Secular humanists also have blasphemy rules. Dressing in blackface as a teenager or actually saying the N-word, even in an educational context, can lead to severe consequences. Virginia Governor Northam may yet have to resign over a decades-old blackface incident; but Connecticut Senator Richard Blumenthal survived what many would consider a more serious sin: exaggerating his military experience. Young Northam committed racist blasphemy, while Blumenthal merely lied.

And finally, there is the 40-foot Bladensburg (Md.) cross, erected in 1925 with private money but on public land, to commemorate soldiers who died in World War I. Fred Edwords, a former official of the American Humanist Association, is one of the plaintiffs seeking to get the cross declared illegal. “This cross sends a message of Christian favoritism and exclusion of all others,” says Mr. Edwords. Not that anyone else is excluded from erecting their own monument. It seems to be the faith of a competitor that Fred objects to. Evidently toleration is not one of the secular humanist commandments, but Christianity as anathema is.
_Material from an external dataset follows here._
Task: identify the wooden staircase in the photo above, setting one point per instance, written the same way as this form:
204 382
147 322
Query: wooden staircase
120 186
Religiously affiliated candidates for high office are often quizzed about their religious beliefs. This is both unfair and largely irrelevant. Whether a candidate believes in transubstantiation or the virgin birth has no bearing at all on how he or she will judge the rights of litigants. Beliefs about religious stories and transcendental matters do not guide action

What matters are the person’s moral beliefs, whatever their source; and their willingness to disregard them if they conflict with the constitution. Secular candidates have just as many “unprovable beliefs” as religious candidates. The only difference is that secular morality is not written down in a single identifiable source. It is not easily accessible.

Candidates, both religious and non-religious, should all be subject to the same range of questions—questions not about their religion but about what might be called their “action imperatives.” What should be prohibited? What should be encouraged? In short, what are their “goods” and “bads” and how would they act if their beliefs are in conflict with settled law?

The point is to understand the moral beliefs of the candidate and how he or she is prepared to reconcile them with the law, not his or her adherence to a recognized faith. As it is, many passionate, “religious” beliefs of secular candidates go undetected and unquestioned. Thus, they become law by stealth.